Bennington Community to Collaborate on Downtown Project
A consortium of local business leaders, institutions and civic-minded investors are organizing to transform the block of historic buildings at the Four Corners of Bennington into a vibrant, mixed-use downtown space with offices, in-town living, restaurants and retail. Bennington Redevelopment Group LLC (BRG) has reached an agreement to acquire the buildings and approximately four acres of land that include the Putnam Hotel, the Old Courthouse/Pennysaver, the Winslow Building, Oldcastle Theatre, H. Greenberg and Son Hardware, and the Mobil Station. The group has a 90-day window to do environmental assessments, survey and title work before purchasing the property. They expect it will take 12 to 18 months to design and develop the project. Success will require support from the Town of Bennington, the State of Vermont and tenants who are willing to be a part of the transformation of downtown Bennington.

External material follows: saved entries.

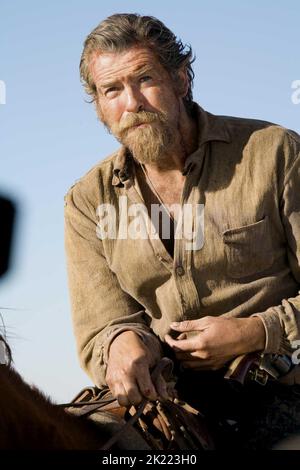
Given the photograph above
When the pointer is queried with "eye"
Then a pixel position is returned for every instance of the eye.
(145, 78)
(112, 91)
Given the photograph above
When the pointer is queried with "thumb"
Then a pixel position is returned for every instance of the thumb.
(188, 325)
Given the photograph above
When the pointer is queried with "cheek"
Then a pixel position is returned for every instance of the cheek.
(112, 111)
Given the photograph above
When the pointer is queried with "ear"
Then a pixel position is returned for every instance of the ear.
(182, 82)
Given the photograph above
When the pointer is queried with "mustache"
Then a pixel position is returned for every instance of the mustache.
(143, 117)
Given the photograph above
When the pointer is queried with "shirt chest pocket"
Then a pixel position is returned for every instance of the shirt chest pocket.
(248, 249)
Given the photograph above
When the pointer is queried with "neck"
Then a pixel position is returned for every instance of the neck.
(185, 142)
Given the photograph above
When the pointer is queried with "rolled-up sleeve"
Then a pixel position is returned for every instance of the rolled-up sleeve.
(100, 308)
(282, 322)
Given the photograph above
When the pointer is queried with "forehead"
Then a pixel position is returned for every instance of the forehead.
(110, 66)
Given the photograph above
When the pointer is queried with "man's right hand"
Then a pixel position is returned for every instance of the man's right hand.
(128, 371)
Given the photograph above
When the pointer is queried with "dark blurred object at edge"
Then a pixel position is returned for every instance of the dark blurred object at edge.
(7, 216)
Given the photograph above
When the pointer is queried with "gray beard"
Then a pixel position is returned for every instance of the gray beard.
(149, 145)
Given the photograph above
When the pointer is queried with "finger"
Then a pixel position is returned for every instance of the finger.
(187, 356)
(190, 325)
(189, 344)
(134, 396)
(182, 336)
(161, 387)
(121, 395)
(145, 384)
(196, 365)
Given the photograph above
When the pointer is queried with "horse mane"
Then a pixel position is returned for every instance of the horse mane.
(29, 419)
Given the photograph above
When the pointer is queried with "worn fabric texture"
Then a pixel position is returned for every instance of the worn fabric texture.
(246, 173)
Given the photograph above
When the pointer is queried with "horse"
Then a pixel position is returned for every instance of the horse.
(30, 421)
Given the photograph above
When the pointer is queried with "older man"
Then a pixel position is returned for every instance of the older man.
(134, 297)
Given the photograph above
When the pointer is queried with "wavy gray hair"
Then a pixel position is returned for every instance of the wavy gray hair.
(124, 30)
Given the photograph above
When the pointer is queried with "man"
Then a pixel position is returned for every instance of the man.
(135, 298)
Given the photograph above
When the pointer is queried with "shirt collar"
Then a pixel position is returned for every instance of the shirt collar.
(211, 128)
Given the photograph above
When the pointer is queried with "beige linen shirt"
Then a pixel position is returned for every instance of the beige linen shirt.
(247, 174)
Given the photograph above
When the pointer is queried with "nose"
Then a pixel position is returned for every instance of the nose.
(134, 100)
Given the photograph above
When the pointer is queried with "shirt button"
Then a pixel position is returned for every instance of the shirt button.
(179, 270)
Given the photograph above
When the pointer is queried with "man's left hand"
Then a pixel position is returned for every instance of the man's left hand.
(210, 342)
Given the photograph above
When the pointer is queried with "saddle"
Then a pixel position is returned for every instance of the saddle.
(163, 425)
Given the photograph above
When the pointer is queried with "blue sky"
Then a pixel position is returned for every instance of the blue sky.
(247, 56)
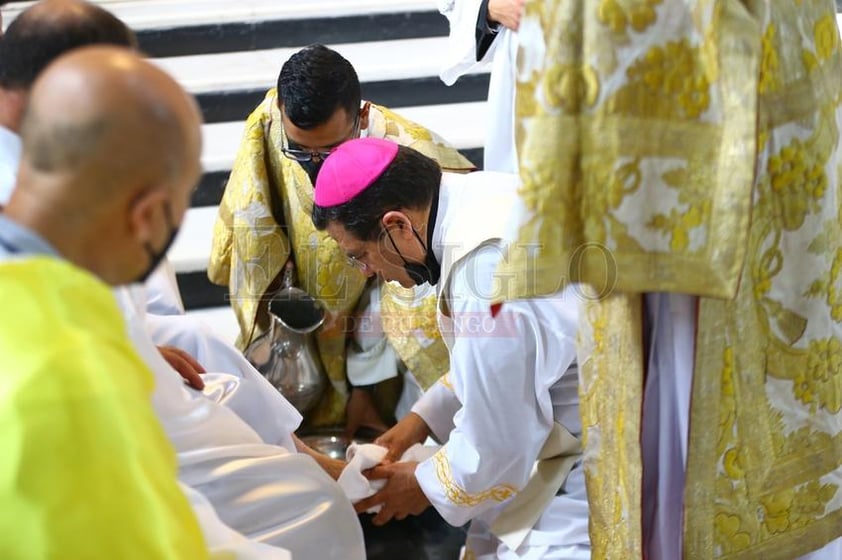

The project is being led by a group of community leaders from a range of institutions and interests, including The Bank of Bennington, Southwestern Vermont Health Care, Bennington College, Southern Vermont College, Global-Z International, Brian McKenna, Anthony and Jacqueline Marro, and a group of local professionals. BRG has partnered with M&S Development of Brattleboro to help develop financing and manage the project.
Discussing what led the to the formation of what has become the BRC, Bank of Bennington president Jim Brown said, “We first starting meeting a year ago because we had a shared understanding that Bennington was in decline and something needed to be done to reverse that. We also believed that it would take private investors with a civic mindset in order for this to be successful. It didn’t take long for us to see the redevelopment of the Putnam block as the transformative project that downtown and Bennington needed to change the story and create positive momentum.”
Partners Bob Stevens and Craig Miskovich of M&S Development were part of the team that successfully redeveloped the Brooks House in Brattleboro, which became an inspiration for downtown revitalization and a model for community-enabled development. This type of development combines community investment with a mix of federal tax credits and state support for financial incentives.